Monday, January 21, 2013

ELECTION: A "Wet" Student's Affair With Her High School Teacher


In Election, Tracy Flick (Reese Witherspoon) had an affair with Mr. Dave Novotny, her high school teacher. 

In the novel, the reader is first introduced to the affair by Tracy, "ALL RIGHT, so I slept with my English teacher and ruined his marriage. Crucify me. Send me to bad girl prison [...]" 

In the film, the viewer is introduced to the affair by the math teacher. He ironically confided with the ethics teacher (Matthew Broderick), "Her pussy gets so wet you can't believe it." 


Interestingly, in the novel, Tracy is a fifteen-year-old sophomore, but in the movie, she is a sixteen-year-old junior. The movie is set in Omaha, Nebraska; so, we're surprised the writer(s) didn't make her seventeen or set the movie in Nevada where the age-of-consent is sixteen. In the end, her age didn't matter, because, in the book and the movie, Mr. Novotny was forced to resign, but surprisingly, he didn't go to jail. 

According to the novel, the relationship began after the following conversation:

"The boys in this school are so immature," she complained. "They don't even know how to conduct a conversation."
"Oh?" said Jack. "So you'd prefer an older man?"
"As a matter of fact, I probably would"

Subsequently, the nymphet and her teacher "made out" all over (high) school before he took her virginity - in his house. 
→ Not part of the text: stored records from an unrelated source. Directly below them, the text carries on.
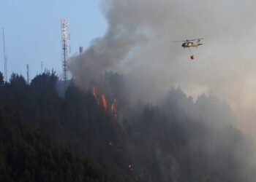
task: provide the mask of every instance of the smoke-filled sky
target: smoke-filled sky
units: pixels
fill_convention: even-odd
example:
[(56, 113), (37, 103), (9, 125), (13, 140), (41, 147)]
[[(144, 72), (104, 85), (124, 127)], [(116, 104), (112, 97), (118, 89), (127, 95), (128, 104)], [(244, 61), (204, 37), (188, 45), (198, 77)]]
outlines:
[[(32, 78), (43, 68), (54, 68), (61, 75), (61, 18), (69, 19), (71, 55), (79, 46), (88, 47), (94, 37), (106, 31), (100, 12), (100, 0), (0, 0), (0, 71), (4, 70), (2, 28), (5, 31), (9, 76)], [(9, 76), (10, 77), (10, 76)]]
[[(238, 0), (103, 0), (108, 31), (72, 59), (72, 72), (82, 87), (105, 71), (124, 74), (132, 95), (149, 102), (173, 86), (193, 98), (215, 95), (253, 132), (255, 7)], [(198, 37), (204, 44), (192, 49), (194, 61), (189, 50), (171, 43)]]

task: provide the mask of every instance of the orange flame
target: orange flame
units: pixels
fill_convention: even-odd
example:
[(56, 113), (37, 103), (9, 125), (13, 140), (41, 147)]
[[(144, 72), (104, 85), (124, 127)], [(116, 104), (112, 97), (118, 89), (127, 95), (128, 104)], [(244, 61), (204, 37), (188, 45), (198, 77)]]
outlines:
[(117, 119), (116, 98), (114, 98), (113, 100), (113, 102), (112, 102), (112, 104), (111, 104), (111, 113), (115, 116), (115, 118)]
[(97, 98), (97, 92), (96, 92), (96, 88), (95, 88), (94, 86), (91, 89), (91, 92), (92, 92), (92, 95), (94, 97), (94, 98)]
[(108, 109), (108, 103), (107, 103), (106, 98), (105, 98), (105, 95), (102, 94), (101, 98), (102, 98), (102, 107), (103, 107), (104, 110), (105, 110), (105, 111), (107, 111), (107, 109)]

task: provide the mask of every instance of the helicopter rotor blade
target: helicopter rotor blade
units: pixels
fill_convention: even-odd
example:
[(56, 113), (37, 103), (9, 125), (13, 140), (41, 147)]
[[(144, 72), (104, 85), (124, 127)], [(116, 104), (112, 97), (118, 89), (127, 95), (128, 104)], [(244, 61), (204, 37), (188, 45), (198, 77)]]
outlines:
[(172, 41), (171, 42), (184, 42), (184, 41)]
[(191, 39), (189, 41), (199, 41), (199, 40), (203, 40), (203, 39), (204, 39), (204, 38), (198, 38), (198, 39)]

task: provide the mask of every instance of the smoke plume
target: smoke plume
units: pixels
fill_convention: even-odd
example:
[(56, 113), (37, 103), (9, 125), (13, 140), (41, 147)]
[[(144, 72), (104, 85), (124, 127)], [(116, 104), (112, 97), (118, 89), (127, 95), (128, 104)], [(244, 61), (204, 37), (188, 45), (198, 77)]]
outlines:
[[(255, 7), (255, 1), (238, 0), (102, 1), (108, 31), (71, 58), (69, 69), (83, 89), (102, 82), (106, 71), (124, 74), (122, 92), (133, 101), (165, 106), (163, 95), (173, 87), (194, 98), (216, 95), (231, 108), (204, 95), (184, 104), (174, 95), (181, 102), (181, 118), (208, 121), (214, 128), (232, 127), (236, 119), (248, 130), (256, 116)], [(171, 42), (200, 37), (204, 44), (192, 52)]]

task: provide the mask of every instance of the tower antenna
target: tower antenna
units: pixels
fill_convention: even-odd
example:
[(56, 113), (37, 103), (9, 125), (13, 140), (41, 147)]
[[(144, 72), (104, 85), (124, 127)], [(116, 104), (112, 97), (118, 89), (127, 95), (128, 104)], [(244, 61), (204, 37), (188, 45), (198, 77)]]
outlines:
[(4, 30), (3, 28), (3, 42), (4, 42), (4, 81), (8, 81), (7, 75), (7, 56), (5, 50), (5, 39), (4, 39)]
[(61, 19), (61, 48), (62, 48), (62, 68), (63, 68), (63, 79), (66, 82), (68, 79), (68, 41), (69, 41), (69, 31), (68, 31), (69, 22), (67, 19)]
[(42, 74), (43, 66), (44, 66), (44, 63), (42, 61), (41, 61), (41, 74)]
[(26, 65), (26, 83), (29, 84), (29, 64)]

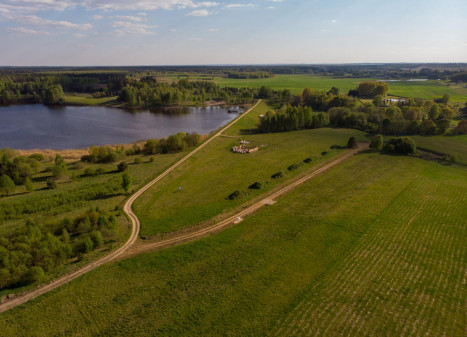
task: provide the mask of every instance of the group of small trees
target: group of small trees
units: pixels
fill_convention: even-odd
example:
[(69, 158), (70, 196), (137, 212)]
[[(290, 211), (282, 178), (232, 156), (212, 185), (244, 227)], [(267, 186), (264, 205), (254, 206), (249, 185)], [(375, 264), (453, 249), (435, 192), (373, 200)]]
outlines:
[(0, 289), (39, 281), (63, 266), (112, 240), (115, 215), (91, 209), (74, 220), (49, 224), (31, 220), (9, 236), (0, 236)]
[(193, 147), (199, 144), (201, 136), (196, 132), (179, 132), (162, 139), (149, 139), (143, 147), (143, 152), (151, 154), (167, 154), (183, 151), (186, 147)]
[(17, 185), (24, 185), (27, 191), (32, 191), (34, 184), (31, 178), (40, 171), (39, 161), (43, 160), (44, 156), (37, 154), (14, 157), (14, 153), (8, 150), (4, 150), (0, 155), (0, 194), (13, 193)]
[(329, 115), (325, 112), (314, 112), (308, 106), (286, 106), (278, 111), (268, 111), (261, 119), (261, 132), (294, 131), (298, 129), (319, 128), (329, 124)]
[(119, 100), (129, 106), (203, 104), (209, 100), (242, 103), (251, 101), (257, 92), (254, 88), (221, 88), (207, 81), (181, 79), (168, 84), (148, 79), (128, 83), (121, 89)]

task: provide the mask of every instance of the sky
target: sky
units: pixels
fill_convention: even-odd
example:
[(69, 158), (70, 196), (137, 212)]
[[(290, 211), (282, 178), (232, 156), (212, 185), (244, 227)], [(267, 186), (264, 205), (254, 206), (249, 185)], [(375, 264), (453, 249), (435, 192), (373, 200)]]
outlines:
[(467, 0), (0, 0), (0, 66), (467, 62)]

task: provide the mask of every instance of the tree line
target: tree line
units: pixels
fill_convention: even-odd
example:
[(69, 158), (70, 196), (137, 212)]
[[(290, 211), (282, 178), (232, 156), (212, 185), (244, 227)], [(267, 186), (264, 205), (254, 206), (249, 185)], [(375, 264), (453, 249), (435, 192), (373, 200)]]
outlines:
[(128, 83), (118, 98), (129, 106), (204, 104), (212, 100), (238, 104), (250, 102), (256, 94), (254, 88), (221, 88), (208, 81), (180, 79), (169, 84), (147, 78)]
[(0, 236), (0, 289), (42, 280), (68, 261), (115, 240), (118, 220), (98, 208), (75, 218), (39, 224), (27, 220)]
[[(373, 98), (363, 102), (340, 94), (334, 87), (328, 92), (306, 88), (298, 95), (292, 95), (289, 90), (273, 92), (261, 88), (259, 93), (279, 97), (284, 107), (266, 113), (260, 120), (259, 130), (280, 132), (332, 124), (384, 135), (435, 135), (450, 130), (452, 118), (461, 113), (447, 104), (448, 95), (440, 103), (409, 98), (392, 104), (384, 98), (388, 89), (384, 82), (360, 83), (353, 90), (355, 95)], [(452, 132), (461, 134), (464, 128), (461, 122)]]

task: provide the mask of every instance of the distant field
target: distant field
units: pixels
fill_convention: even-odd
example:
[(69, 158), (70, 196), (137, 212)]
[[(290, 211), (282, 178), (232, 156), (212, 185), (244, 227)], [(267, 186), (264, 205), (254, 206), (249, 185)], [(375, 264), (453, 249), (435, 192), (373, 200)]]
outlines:
[[(369, 80), (374, 79), (333, 78), (316, 75), (276, 75), (272, 78), (252, 80), (215, 78), (215, 82), (222, 86), (259, 88), (265, 85), (275, 90), (288, 88), (294, 93), (301, 92), (307, 87), (319, 91), (329, 90), (332, 86), (338, 87), (342, 93), (347, 93), (350, 89), (355, 89), (358, 83)], [(388, 82), (388, 84), (390, 87), (389, 94), (394, 96), (434, 99), (449, 93), (452, 101), (461, 103), (467, 101), (467, 88), (463, 85), (450, 84), (445, 81), (400, 81)]]
[(411, 136), (417, 146), (428, 150), (454, 155), (458, 162), (467, 165), (467, 135), (460, 136)]
[[(238, 136), (250, 130), (256, 125), (258, 115), (268, 109), (262, 103), (226, 134)], [(258, 152), (248, 155), (231, 151), (234, 145), (239, 144), (240, 136), (219, 137), (174, 170), (168, 181), (153, 186), (135, 201), (134, 209), (141, 220), (141, 235), (172, 232), (226, 214), (286, 179), (271, 179), (271, 175), (278, 171), (283, 171), (287, 178), (300, 174), (342, 152), (331, 150), (330, 146), (346, 145), (352, 135), (365, 140), (361, 131), (331, 128), (245, 135), (243, 137), (252, 145), (260, 147)], [(322, 155), (324, 151), (328, 154)], [(303, 163), (308, 157), (312, 157), (313, 162)], [(288, 171), (288, 167), (295, 163), (300, 167)], [(268, 185), (260, 190), (248, 189), (255, 182), (267, 182)], [(227, 200), (227, 196), (236, 190), (248, 194), (241, 199)]]
[(23, 336), (463, 336), (466, 202), (465, 169), (357, 155), (235, 227), (99, 268), (0, 326)]

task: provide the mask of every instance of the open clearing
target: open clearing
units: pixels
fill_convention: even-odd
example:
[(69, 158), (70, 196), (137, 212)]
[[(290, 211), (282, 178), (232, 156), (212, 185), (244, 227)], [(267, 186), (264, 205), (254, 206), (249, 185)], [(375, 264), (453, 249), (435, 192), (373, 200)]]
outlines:
[(0, 325), (5, 335), (463, 336), (466, 202), (463, 168), (361, 154), (235, 227), (103, 266)]
[[(135, 201), (134, 209), (141, 220), (143, 237), (198, 224), (208, 225), (214, 217), (214, 220), (220, 220), (286, 179), (342, 153), (343, 150), (331, 150), (331, 145), (345, 145), (350, 136), (365, 140), (361, 131), (331, 128), (241, 136), (246, 129), (256, 125), (258, 115), (267, 109), (268, 106), (261, 103), (225, 132), (239, 138), (213, 140), (202, 152), (174, 170), (169, 179), (153, 186)], [(230, 149), (238, 145), (240, 137), (259, 146), (260, 150), (247, 155), (233, 153)], [(327, 154), (322, 155), (322, 152)], [(303, 163), (308, 157), (312, 157), (313, 162)], [(295, 163), (300, 166), (288, 170)], [(284, 178), (271, 179), (271, 175), (278, 171), (284, 172)], [(255, 182), (267, 184), (262, 189), (248, 189)], [(227, 200), (227, 196), (236, 190), (247, 194)]]
[[(259, 88), (265, 85), (275, 90), (290, 89), (293, 93), (302, 92), (304, 88), (312, 88), (316, 91), (329, 90), (332, 86), (339, 88), (342, 93), (347, 93), (350, 89), (355, 89), (358, 83), (371, 80), (375, 79), (334, 78), (317, 75), (275, 75), (272, 78), (245, 80), (220, 77), (214, 79), (221, 86)], [(467, 88), (462, 84), (446, 81), (397, 81), (388, 82), (388, 85), (389, 94), (394, 96), (435, 99), (449, 93), (454, 102), (464, 103), (467, 101)]]
[(411, 137), (418, 147), (453, 155), (459, 163), (467, 165), (467, 135)]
However, just like in Solitary Man (2009), Tanner Hall (2009), Margaret (2011), the age-discrepant relationship began to crumble when Mr. Novotny became needy after making his  student feel "safe and protected." For example, Tracy said in the novel that her teacher, "[...] turn[ed] out to be as big a baby as any sixteen-year-old." 
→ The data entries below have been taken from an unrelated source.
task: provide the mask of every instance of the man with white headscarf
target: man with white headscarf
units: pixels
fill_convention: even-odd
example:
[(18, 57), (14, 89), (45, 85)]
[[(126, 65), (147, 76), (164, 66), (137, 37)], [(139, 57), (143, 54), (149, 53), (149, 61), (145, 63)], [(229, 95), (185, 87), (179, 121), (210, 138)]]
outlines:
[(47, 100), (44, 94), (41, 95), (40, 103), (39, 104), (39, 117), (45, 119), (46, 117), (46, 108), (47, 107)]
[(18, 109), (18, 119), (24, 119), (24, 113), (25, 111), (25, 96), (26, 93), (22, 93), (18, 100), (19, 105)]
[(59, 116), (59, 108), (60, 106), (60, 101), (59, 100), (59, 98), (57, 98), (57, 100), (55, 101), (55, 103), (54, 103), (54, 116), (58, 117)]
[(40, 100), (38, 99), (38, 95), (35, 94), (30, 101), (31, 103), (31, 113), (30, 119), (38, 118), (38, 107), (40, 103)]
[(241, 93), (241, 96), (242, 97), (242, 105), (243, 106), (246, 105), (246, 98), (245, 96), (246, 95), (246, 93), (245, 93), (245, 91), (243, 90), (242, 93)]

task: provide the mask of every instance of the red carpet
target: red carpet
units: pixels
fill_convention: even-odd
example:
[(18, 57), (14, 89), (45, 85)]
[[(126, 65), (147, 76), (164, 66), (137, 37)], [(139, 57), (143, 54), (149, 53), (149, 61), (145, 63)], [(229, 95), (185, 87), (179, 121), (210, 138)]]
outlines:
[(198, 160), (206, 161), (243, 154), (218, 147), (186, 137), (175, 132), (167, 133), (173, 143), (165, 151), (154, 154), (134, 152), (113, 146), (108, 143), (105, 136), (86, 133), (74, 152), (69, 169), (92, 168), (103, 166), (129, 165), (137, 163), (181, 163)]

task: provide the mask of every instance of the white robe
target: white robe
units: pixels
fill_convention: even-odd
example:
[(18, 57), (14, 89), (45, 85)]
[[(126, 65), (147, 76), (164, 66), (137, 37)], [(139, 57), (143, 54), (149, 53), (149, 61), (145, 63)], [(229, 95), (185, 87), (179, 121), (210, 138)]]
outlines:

The relationship came to a complete halt when, in the film, Tracy's mother found a handmade card from Mr. Novotny (Fig. 1) and when, in the novel, her mother found the following message on Tracy's A- The Scarlet Letter essay: "Why won't you talk to me? Do you think love can be turned on and off like a faucet? Why don't you just get a gun and shoot me?
Fig. 1
The most telling quote from the film has to be the quote about how "wet" Tracy gets and the most telling quote from the novel has to be, "It was easier than you might imagine to forget she was fifteen. Spend enough time in high school, and you forget what fifteen means."

Election was written by Tom Perrotta who graduated from Yale and taught writing at Harvard

The New York Times Book Review opined, "Election provides those gratifyingly exact and telling portraits of the kids themselves. Solid plotting..." And Time Out New York praised, "Captures the texture of high-school life in a refreshingly unromantic manner."